We are an established and strong business with a solid financial record, so we can invest in new technologies and capabilities that are relevant and future proof our networks. Yet, we do so only when the business case makes sense. We view new endeavors in our industry as exciting opportunities that warrant investigation to determine viability for our market. As a technology company, we maintain the flexibility to experiment, and bring the results into the operational fleet when they are mature and relevant to our customers.
MSM
There are many industry concerns regarding the lack of STEM educated students who can fill the technical areas of need. Is Inmarsat involved in promoting STEM-based training and, even more specifically, assisting in the development of excitement for SATCOM and MILSATCOM careers?
RMCH
We are absolutely committed to filling the STEM gap. We want to ensure that there is a strong “next generation” of science and technical leaders who are even more excited and knowledgeable about space than we are. Inmarsat supports the United Nations-backed World Space Week, which is an annual celebration of science and technology for schools, museums and astronomy clubs. In addition, during the summer, students attend six-week workshops led by our internal experts to learn about topics such as satellite data and fuel efficiency engineering.

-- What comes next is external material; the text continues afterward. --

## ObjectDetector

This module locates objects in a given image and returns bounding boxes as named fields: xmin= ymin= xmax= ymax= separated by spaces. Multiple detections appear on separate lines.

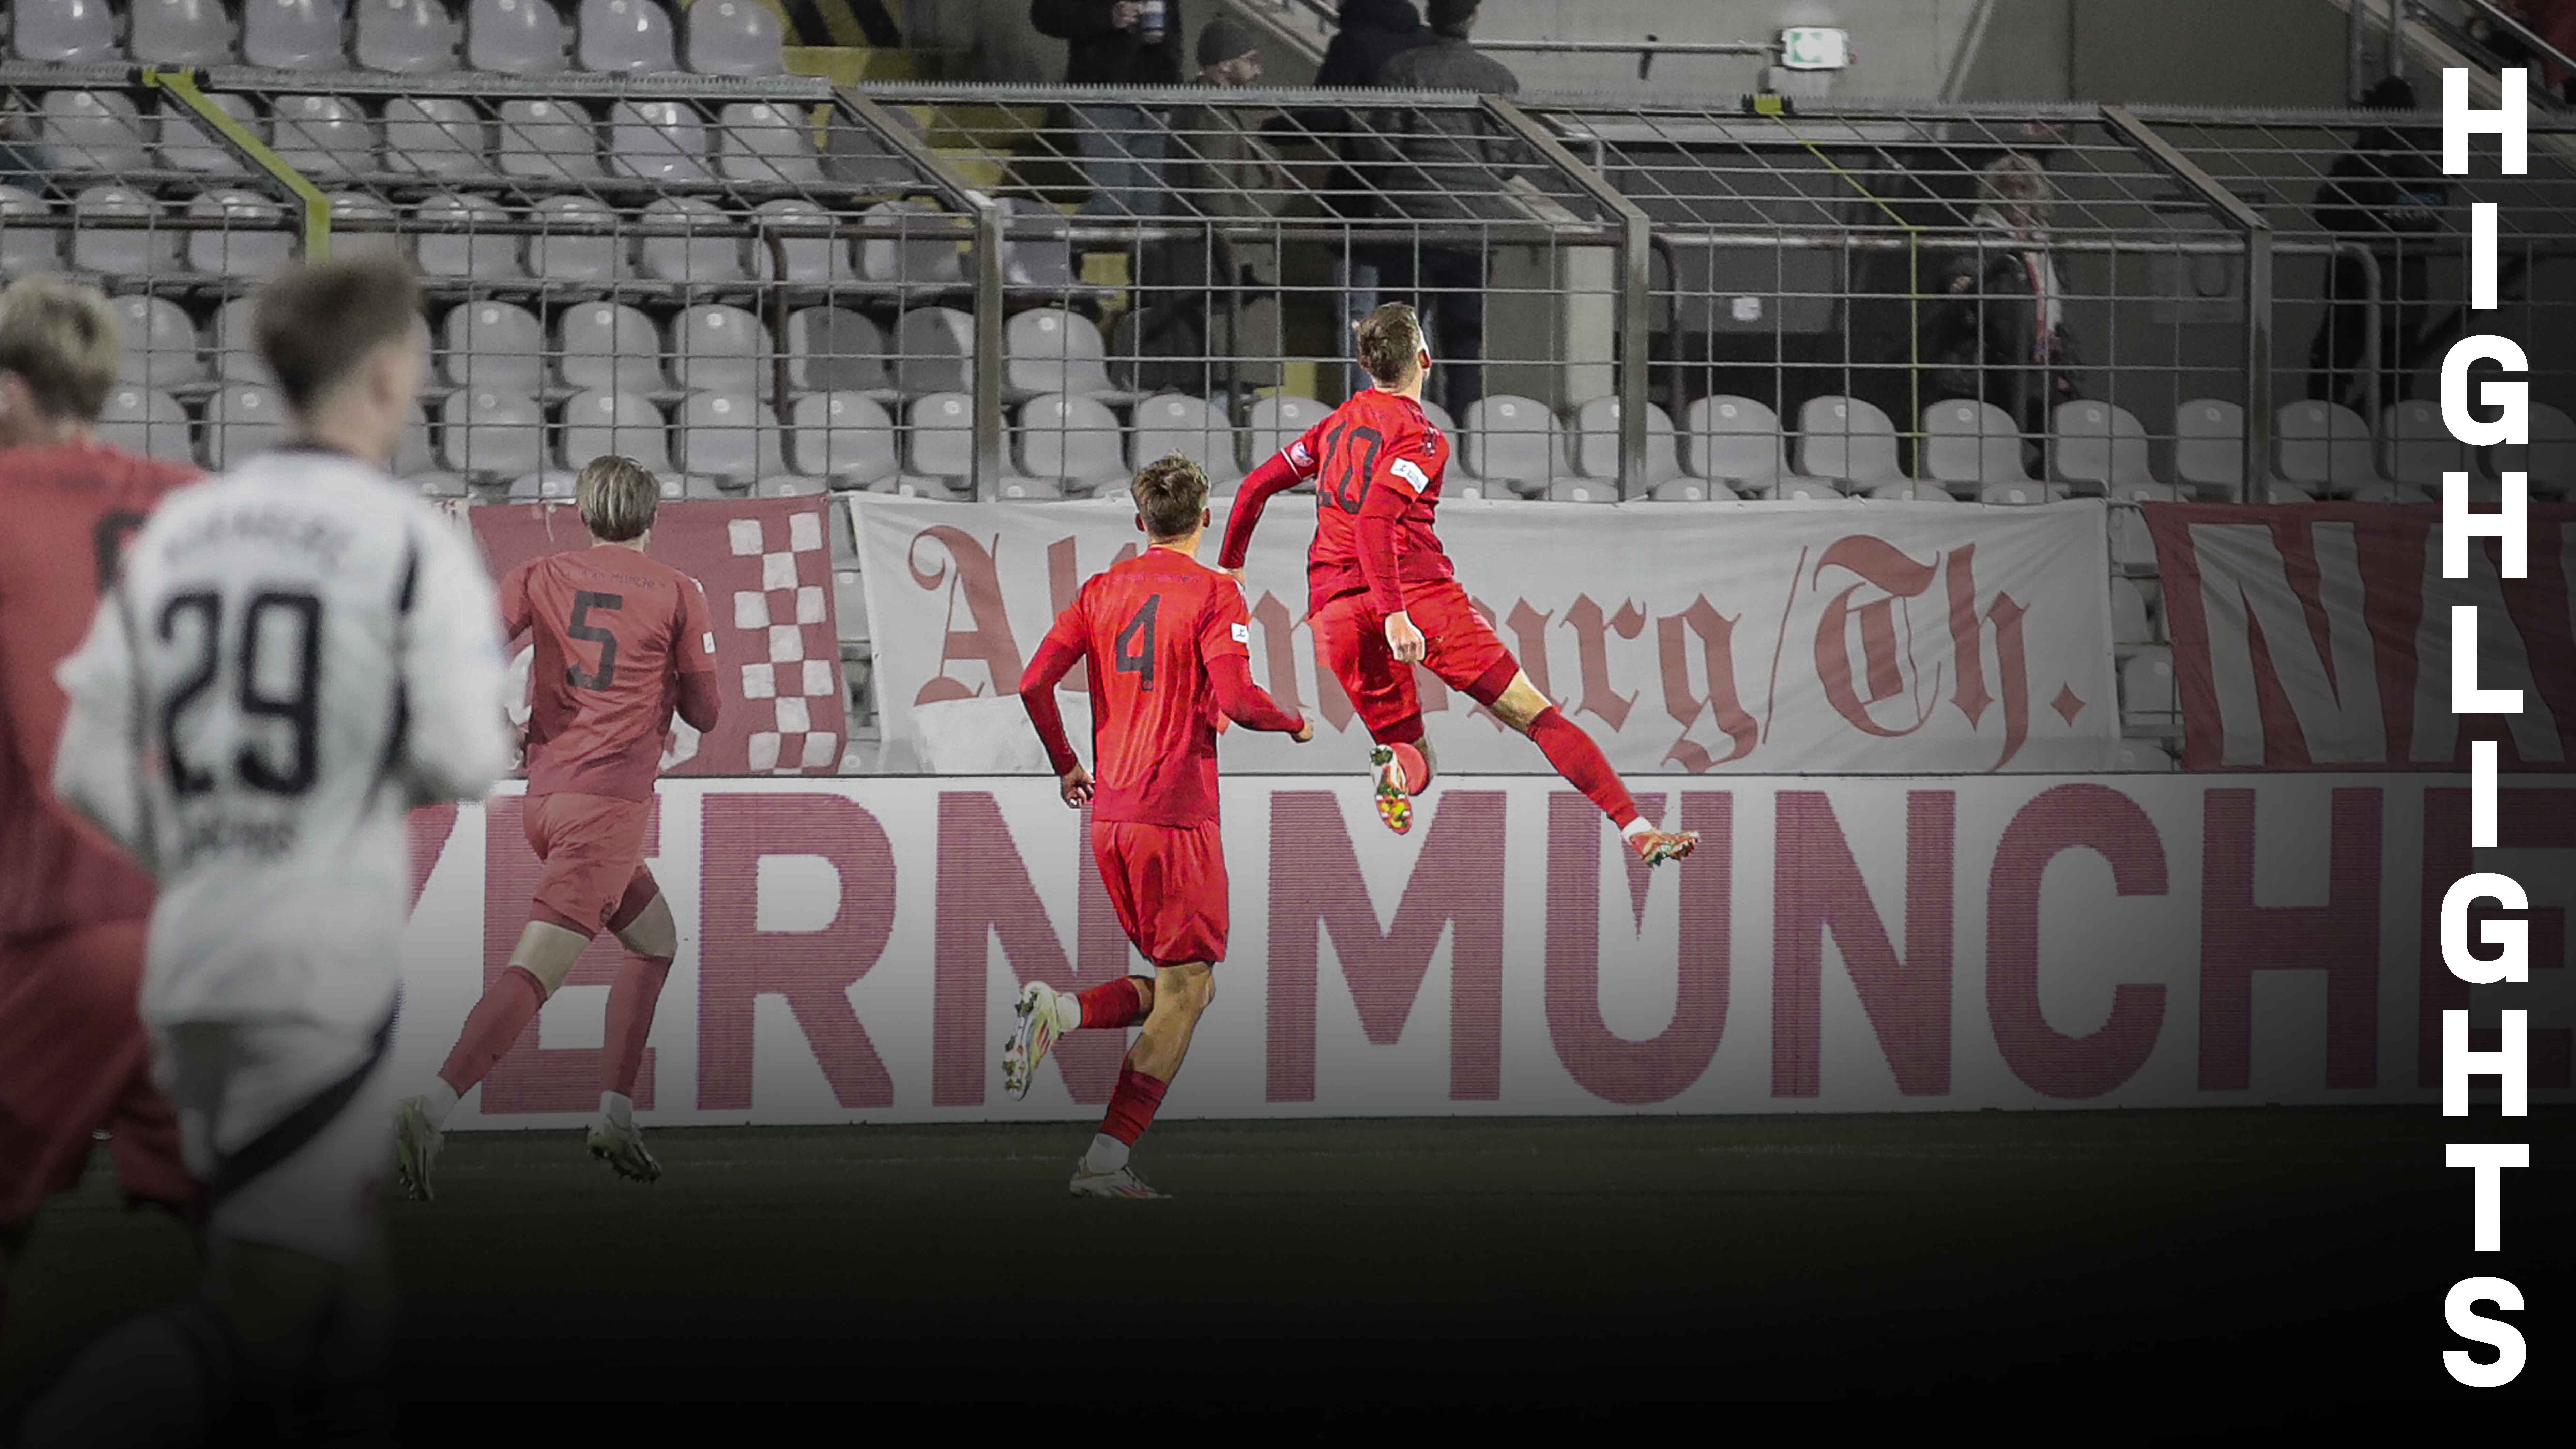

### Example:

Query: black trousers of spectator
xmin=1362 ymin=244 xmax=1487 ymax=415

On a personal level, I am highly active in promoting STEM careers as an option for young women. Toward this end, I founded WIN-Women in NOVA, a standing committee of The Armed Forces Communications and Electronics Association (AFCEA), which helps IT/communications women professionals expand their networks and professional development. All of its profits directly fund STEM scholarships. I also support STEM education by connecting women mentors to participate in NOVA’s Adopt-a-School program, providing role models for girls from elementary to high school levels.
MSM
With your experience in this industry on both the federal government agency and commercial sides, what projects truly bring a smile of satisfaction to you as you review your career?
RMCH
I cannot help but cheer when thinking about our Global Xpress program. Although I have had the privilege to work on a wide variety of exciting and innovative programs while in the government, with Global Xpress, for the first time in my career, I have been able to work on the program from the initial concept all the way through to global deployment and also to see the impact of its use on critical missions.
This has been immensely exciting and rewarding. To witness the sheer speed involved in reaching this point in the program is extremely gratifying too. It is thrilling to see how much more we can do—faster and more affordably—to solve real operational and technological challenges. I am looking forward to doing more of the same, for many years to come.